[Haskell-cafe] expanded standard lib

Alex Young alex at blackkettle.org
Wed Nov 21 19:19:54 EST 2007


Magnus Therning wrote:
> On Wed, Nov 21, 2007 at 20:40:01 +0000, Alex Young wrote:
>> Magnus Therning wrote:
>>> On Tue, Nov 20, 2007 at 12:33:21 +0000, Vladimir Zlatanov wrote:
>>>> Yes, those are good points. Maybe adding functionality similar to plt's
>>>> planet http://planet.plt-scheme.org and
>>>> http://download.plt-scheme.org/doc/371/html/mzscheme/mzscheme-Z-H-5.html#node_sec_5.4
>>>>
>>>> In plt scheme including a module, not present in the local repository ,
>>>> but included via planet, resolves the module, including version,
>>>> etc..., downloads it from planet, and uses it appropriately. It makes
>>>> following various dependencies extremely easy. Updating with a new
>>>> version is updating the appropriate local module definitions.
>>>>
>>>> I have no clue how it would be best to implement this for haskell, but
>>>> it is a very user friendly no hassle way to work, so I reckon worth
>>>> investigating.
>>> Many other programming languages have packaging strategies that sound
>>> very similar.  Several of them have managed to have a negative impact on
>>> platforms that already have good packaging technologies (i.e. almost
>>> every platform apart from Windows ;-).  I'd hate to see Haskell go in a
>>> direction where packaging for e.g. Debian is made more difficult than it
>>> is at the moment.
>>>
>>> See [1] for the Debian Ruby packagers' opinion of RubyGems.  IIRC
>>> similar concerns have been raised for Python's eggs.
>>>
>>> /M
>>>
>>> [1]: http://pkg-ruby-extras.alioth.debian.org/rubygems.html
>> Much of that's either outdated or just plain wrong, as I understand
>> it.  In the interest of balance, note the following thread on
>> ruby-talk, which devolved fairly rapidly into a bunfight over Debian's
>> policies (and a comparison with Apple's approach to the same problem):
>>
>>   http://www.nabble.com/-ANN--RubyGems-0.9.5-tf4840470.html
>>
>> There are arguments on both sides, but the utility of having RubyGems
>> available far outweighs the minor inconvenience of having to install
>> RubyGems outside apt.
> 
> All I was trying to say is that if discussions like the one you link to
> can be avoided altogether then that would be good.
Indeed it would.

> I have never been heavy into Ruby programming, but I thought that the
> location for gems was the least of the problems they list.  The major
> one, IFAIU is:
> 
>  “Rubygems is source-intrusive. The require instruction is replaced by a
>  require_gem instruction to allow for versioned dependencies. Debian and
>  most other systems think that dealing with versioned dependencies
>  outside of the source is a better idea.”
This particular objection has the distinction of being both wrong and 
outdated.  The require_gem method was deprecated some time ago, and 
versioned dependency control has always been available to package 
management outside the source, in the gemspec, as well as having a 
runtime check available to the software author.
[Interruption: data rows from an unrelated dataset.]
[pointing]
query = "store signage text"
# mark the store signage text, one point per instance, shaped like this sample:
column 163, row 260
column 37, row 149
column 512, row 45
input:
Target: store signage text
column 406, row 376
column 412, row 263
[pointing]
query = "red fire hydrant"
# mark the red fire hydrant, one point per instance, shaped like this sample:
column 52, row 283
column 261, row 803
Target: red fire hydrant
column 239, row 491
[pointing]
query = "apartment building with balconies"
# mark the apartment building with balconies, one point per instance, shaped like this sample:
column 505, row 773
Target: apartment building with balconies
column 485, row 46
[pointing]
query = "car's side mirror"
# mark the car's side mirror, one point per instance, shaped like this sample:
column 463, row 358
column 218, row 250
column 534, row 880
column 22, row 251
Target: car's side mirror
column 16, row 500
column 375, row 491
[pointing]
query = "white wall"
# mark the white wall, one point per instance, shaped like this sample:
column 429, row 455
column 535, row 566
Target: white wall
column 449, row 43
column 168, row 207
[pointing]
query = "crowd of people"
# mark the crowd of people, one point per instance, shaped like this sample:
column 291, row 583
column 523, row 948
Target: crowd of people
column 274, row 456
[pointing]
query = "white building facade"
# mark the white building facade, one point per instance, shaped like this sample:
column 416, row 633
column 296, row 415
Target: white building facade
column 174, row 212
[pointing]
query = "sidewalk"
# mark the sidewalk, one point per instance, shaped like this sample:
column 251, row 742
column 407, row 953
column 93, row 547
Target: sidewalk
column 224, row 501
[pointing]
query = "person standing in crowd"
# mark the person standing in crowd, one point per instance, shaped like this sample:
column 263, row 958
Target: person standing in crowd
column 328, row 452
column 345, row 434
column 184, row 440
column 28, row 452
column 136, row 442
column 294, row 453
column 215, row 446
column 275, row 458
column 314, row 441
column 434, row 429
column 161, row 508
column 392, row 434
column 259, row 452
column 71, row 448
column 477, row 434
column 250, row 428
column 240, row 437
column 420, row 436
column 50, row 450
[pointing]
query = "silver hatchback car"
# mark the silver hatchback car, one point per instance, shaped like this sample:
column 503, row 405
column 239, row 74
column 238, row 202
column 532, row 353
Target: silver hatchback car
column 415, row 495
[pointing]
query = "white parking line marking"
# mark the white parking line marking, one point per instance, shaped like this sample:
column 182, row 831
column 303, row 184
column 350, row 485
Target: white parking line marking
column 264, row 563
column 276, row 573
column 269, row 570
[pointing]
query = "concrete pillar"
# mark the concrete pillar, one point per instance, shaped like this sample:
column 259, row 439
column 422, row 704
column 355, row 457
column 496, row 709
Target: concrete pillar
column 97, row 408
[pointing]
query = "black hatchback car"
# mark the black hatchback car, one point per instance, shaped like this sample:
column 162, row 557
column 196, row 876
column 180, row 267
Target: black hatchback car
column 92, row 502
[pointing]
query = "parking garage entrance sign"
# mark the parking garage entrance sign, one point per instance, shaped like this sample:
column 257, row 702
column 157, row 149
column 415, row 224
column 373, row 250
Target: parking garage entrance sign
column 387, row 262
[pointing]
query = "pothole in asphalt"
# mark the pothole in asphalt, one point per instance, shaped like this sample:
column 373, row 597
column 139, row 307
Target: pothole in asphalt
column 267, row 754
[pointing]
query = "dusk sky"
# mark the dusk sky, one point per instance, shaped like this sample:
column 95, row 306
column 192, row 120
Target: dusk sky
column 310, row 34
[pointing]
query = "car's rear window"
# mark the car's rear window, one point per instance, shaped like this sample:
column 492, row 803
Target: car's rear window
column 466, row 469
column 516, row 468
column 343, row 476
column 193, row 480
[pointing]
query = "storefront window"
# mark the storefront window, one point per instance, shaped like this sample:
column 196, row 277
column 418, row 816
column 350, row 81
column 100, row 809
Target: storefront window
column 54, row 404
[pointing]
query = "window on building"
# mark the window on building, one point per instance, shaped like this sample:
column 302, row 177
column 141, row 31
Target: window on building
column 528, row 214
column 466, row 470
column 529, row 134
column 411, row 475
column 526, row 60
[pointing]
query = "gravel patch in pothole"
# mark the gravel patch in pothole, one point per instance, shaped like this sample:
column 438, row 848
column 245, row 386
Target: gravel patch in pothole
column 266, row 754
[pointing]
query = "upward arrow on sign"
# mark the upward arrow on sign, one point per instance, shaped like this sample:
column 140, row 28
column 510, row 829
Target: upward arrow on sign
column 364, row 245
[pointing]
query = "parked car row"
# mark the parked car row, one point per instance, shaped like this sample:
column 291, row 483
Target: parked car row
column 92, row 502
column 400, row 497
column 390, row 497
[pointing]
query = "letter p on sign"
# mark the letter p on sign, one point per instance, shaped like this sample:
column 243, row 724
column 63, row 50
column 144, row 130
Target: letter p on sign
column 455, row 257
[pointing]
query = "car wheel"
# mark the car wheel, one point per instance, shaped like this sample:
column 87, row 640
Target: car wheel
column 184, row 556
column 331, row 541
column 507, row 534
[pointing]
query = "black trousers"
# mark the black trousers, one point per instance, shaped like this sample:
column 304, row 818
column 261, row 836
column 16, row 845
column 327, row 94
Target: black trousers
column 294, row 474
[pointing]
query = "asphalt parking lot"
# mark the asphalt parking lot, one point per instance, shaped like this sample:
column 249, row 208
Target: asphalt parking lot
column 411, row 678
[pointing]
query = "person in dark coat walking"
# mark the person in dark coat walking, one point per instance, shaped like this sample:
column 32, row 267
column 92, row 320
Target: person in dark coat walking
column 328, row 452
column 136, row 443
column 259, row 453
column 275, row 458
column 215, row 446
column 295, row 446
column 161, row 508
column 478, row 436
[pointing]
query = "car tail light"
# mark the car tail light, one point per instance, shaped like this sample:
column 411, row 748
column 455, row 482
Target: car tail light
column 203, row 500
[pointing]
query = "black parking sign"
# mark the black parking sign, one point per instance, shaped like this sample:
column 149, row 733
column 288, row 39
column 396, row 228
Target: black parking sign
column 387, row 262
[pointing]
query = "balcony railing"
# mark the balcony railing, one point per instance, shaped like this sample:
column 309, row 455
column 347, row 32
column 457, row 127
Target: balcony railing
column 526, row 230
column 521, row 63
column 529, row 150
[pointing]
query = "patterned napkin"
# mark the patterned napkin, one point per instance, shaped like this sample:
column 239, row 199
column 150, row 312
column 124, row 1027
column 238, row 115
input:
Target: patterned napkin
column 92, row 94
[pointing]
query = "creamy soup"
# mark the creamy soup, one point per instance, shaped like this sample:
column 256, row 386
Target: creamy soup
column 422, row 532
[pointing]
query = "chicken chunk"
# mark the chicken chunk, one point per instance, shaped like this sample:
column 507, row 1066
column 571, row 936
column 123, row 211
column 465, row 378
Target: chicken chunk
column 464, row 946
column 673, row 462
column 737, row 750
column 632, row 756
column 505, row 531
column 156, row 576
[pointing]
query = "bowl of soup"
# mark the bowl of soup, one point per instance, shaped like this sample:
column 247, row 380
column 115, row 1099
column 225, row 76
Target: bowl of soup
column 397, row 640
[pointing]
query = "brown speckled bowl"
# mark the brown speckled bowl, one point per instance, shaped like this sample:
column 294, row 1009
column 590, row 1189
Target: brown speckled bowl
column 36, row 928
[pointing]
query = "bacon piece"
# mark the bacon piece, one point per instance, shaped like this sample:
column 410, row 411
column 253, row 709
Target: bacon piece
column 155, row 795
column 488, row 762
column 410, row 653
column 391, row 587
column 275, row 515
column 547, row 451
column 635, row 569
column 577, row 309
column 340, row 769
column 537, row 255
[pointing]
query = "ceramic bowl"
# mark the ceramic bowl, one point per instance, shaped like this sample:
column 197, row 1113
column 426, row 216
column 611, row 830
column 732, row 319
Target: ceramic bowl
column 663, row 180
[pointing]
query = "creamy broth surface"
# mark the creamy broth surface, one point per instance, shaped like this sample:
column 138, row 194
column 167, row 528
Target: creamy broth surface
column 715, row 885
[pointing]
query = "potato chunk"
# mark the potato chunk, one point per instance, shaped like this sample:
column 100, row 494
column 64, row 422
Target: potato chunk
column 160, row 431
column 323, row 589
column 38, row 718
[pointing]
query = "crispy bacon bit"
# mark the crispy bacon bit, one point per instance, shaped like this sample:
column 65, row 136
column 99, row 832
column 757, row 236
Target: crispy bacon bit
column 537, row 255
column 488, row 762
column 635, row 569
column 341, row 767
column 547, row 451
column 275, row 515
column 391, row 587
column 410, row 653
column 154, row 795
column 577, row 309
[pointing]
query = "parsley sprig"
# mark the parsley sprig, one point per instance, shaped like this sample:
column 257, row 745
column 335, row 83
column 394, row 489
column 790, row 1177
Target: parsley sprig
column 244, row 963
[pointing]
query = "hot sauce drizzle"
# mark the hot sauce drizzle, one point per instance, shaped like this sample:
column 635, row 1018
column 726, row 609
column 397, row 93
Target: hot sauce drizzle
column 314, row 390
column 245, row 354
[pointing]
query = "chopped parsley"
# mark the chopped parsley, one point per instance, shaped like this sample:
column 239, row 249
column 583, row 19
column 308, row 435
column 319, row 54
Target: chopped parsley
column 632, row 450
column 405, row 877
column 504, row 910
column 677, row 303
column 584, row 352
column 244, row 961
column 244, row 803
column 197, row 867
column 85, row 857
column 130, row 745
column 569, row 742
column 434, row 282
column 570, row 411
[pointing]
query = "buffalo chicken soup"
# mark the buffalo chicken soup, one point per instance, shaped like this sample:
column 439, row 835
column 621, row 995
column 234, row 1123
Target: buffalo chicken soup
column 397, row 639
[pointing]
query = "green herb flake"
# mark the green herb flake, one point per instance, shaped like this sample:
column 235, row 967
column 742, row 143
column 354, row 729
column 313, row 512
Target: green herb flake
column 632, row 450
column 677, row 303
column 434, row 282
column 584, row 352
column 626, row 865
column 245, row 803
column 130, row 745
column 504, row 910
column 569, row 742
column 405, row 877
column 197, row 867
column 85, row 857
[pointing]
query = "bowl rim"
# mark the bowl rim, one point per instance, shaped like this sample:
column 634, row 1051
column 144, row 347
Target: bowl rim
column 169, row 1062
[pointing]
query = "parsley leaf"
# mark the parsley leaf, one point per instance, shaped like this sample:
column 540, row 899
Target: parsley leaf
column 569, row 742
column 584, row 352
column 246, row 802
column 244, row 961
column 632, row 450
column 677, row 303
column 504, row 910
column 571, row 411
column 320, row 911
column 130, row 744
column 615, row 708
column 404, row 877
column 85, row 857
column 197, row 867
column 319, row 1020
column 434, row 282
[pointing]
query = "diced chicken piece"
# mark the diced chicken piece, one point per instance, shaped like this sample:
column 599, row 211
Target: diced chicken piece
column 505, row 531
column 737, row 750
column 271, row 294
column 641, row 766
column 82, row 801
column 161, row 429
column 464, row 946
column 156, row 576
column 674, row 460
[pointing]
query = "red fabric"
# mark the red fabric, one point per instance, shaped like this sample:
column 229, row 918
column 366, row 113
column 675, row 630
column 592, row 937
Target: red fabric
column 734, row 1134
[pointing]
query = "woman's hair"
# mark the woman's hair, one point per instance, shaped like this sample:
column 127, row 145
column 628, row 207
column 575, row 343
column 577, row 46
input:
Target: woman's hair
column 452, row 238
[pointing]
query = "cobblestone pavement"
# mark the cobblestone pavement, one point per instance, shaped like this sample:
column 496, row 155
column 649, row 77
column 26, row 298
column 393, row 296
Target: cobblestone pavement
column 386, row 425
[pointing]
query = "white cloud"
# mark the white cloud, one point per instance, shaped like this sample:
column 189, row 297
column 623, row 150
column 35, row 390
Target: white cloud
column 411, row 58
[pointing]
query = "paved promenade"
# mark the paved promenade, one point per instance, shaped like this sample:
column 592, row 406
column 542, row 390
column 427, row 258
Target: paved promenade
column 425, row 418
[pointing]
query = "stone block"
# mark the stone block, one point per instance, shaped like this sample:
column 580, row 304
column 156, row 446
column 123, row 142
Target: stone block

> And it's not only a problem for Ruby in Debian:
> http://people.debian.org/~terpstra/message/20070904.152810.4f84c924.en.html
> 
>  “There are currently no plans to improve RubyGems to ease the work of
>  Debian and RPM packagers.”
It's the position of the RubyGems team that all the functionality that 
should be needed has been implemented, but they've made it quite plain 
that they're willing to accept reasonable patches (as they have done 
from Apple).

> I think that making it easy to package Haskell libraries, and programs,
> for any OS/distribution (Debian, Gentoo, PC-BSD, windows, etc) is
> /extremely/ important.  I for one would like to see programs written in
> Haskell make it into as many places as possible.  I'd hate to see a
> Haskell-specific packaging system prevent that in a similar way that
> RubyGems does.
I am yet to be convinced that RubyGems prevents anything, but then I'm 
not a maintainer on either end.  I certainly believe that it's possible 
to avoid inconvenience.

> From the Debian Ruby team again:
> 
>  “[Users can] continue to install their apps the way they are used to
>  (using apt-get), since most of them do not care about the language
>  their apps are written in or about other ways this application/library
>  is made available.”
That section specifically refers to libraries and applications that are 
not distributed as RubyGems, and that therefore can't take advantage of 
the cross-platform distribution and dependency management system. 
That's a (relatively) shrinking number.

Again, I'm not convinced that the two can't be made to co-exist; that 
is, that an apt-get installed library should be gem update'able, and 
vice versa, and have everything still work.  The upshot of the current 
situation of Ruby on Debian is that the standard advice seems to be to 
build everything from source; luckily, that works extremely well.

We're in danger of drifting OT here, but I think the lessons are important.